In every harvest there was the chance, too, for the vigneron to be born anew, to catch a prize, to achieve poetry and forget, if only for a short time, past missteps, lost loves. Another opportunity to produce a wine more interesting, more pure, than the previous vintage. A chance, if necessary then, for the vigneron to achieve… validation, redemption, to rise again, or, perhaps, bottle what might be his final mark.

There was also, of course, the possibility of crushing disappointment, to fall short of fully harnessing the potential God had provided. Like those vintages the Grand Monsieur had bottled in the 1970s, when he was just starting. Many of those wines were technically correct—“drinkable,” as the French say when they are being polite about wine that is subpar—but some were remarkably unremarkable.

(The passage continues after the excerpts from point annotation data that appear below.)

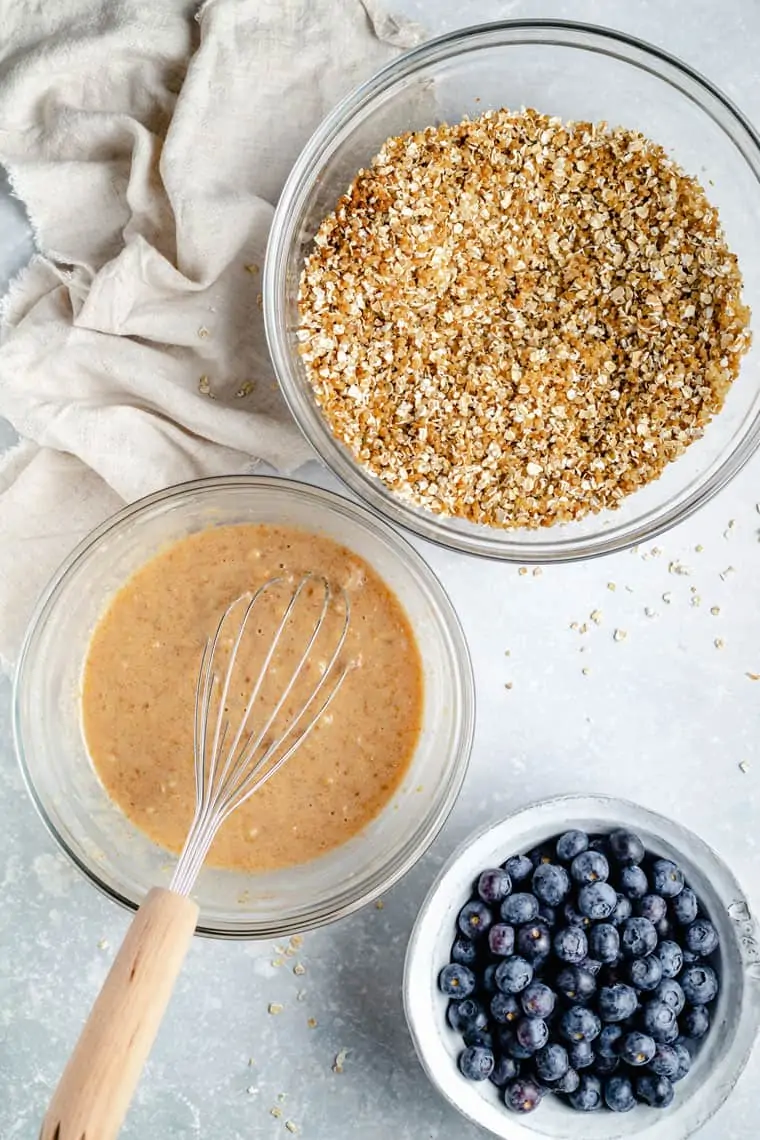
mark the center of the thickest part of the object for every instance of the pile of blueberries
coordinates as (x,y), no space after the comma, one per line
(585,968)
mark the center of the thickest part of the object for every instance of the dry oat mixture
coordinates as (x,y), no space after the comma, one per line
(519,320)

In theory, Burgundian winemaking is very simple. The vigneron’s greatest challenge is to do as little as possible, to get out of the way of the metaphysical, leaving the
terroir
to nurture and birth the fruit. The vigneron is merely akin to the midwife who facilitates the delivery.

Then comes the pressing of the fruit, where, again, the goal is to meddle as little as possible. Yet the Burgundian process done right must be synchronized to the rhythms of the moon and relies on the soul of the vigneron. At once it is all so simple, and yet maddeningly unpredictable and complex. Like love. Like poetry. Like philosophy.